0

Context

So I have scraped API I found on a website but it only returns 100 data points. I got the data/API request via the:

'Inspect' aspect of the Chrome browser -> Network -> XHR (http://www.fao.org/faostat/en/?#data/QC).

There are 1000s. I realised that the data only shows 100 and has data in other pages so I decided to get the API urls for the other pages, place them in a list and call for them. Was not expecting much but the request went through.

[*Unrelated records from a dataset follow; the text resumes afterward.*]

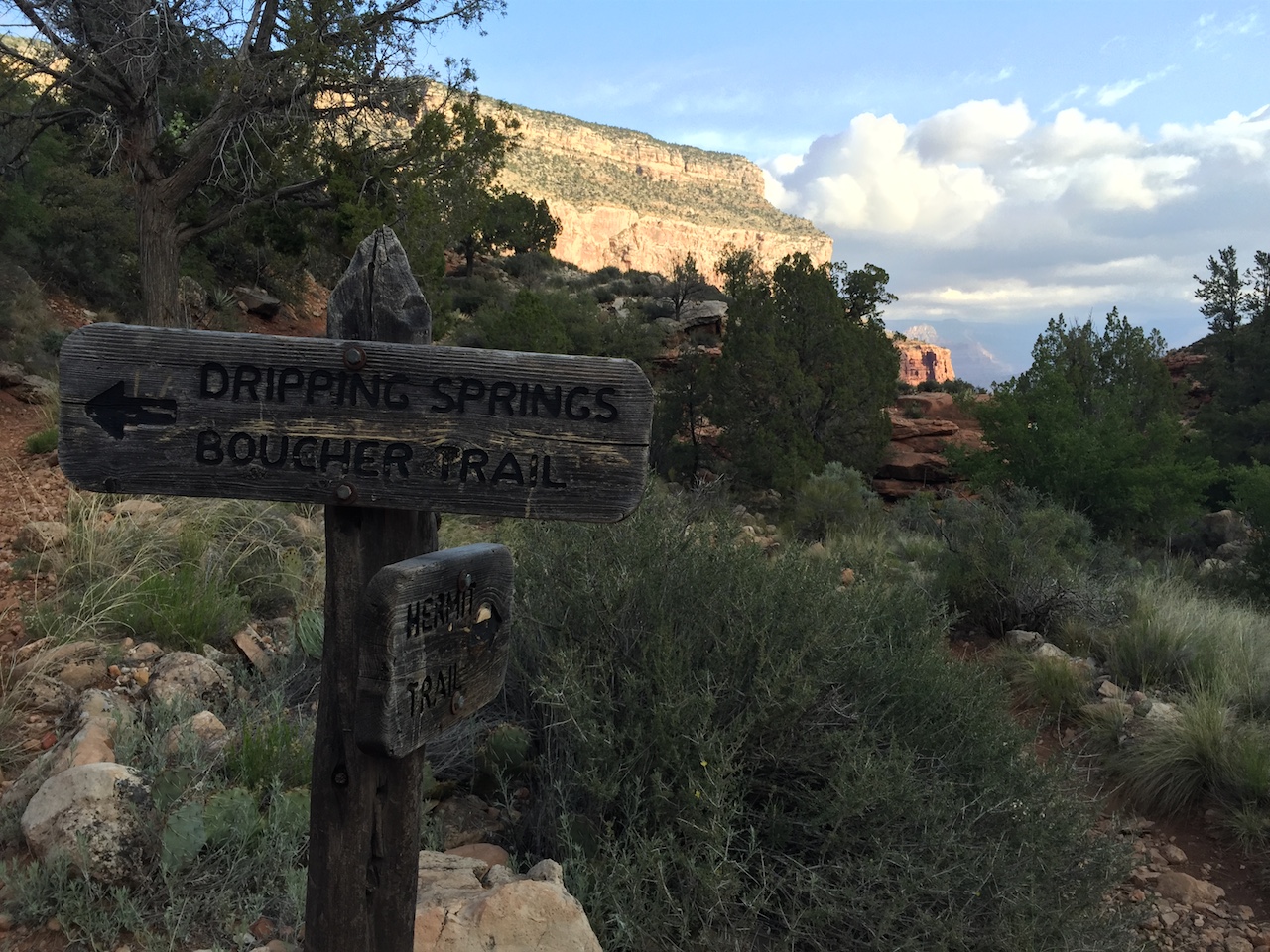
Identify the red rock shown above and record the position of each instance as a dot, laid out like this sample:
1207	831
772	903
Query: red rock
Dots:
921	362
485	852
919	467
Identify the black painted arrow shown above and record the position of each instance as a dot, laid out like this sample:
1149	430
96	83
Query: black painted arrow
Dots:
113	411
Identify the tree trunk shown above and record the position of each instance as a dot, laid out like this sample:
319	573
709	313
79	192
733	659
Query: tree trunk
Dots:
160	255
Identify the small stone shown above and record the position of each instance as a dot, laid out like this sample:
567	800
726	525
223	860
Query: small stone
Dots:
547	871
253	649
145	652
1023	639
485	852
1187	889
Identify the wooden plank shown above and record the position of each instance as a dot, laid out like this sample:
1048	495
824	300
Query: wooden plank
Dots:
367	422
363	821
435	648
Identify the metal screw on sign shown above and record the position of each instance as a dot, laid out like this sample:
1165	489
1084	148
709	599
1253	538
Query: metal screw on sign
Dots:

I then converted the data into a json format and then a pandas dataframe. I checked the info and found only 100, the original amount was return though it did return a different data set (page 2 data).

So I thought to create a function, define all the API urls and then create a for loop for the function.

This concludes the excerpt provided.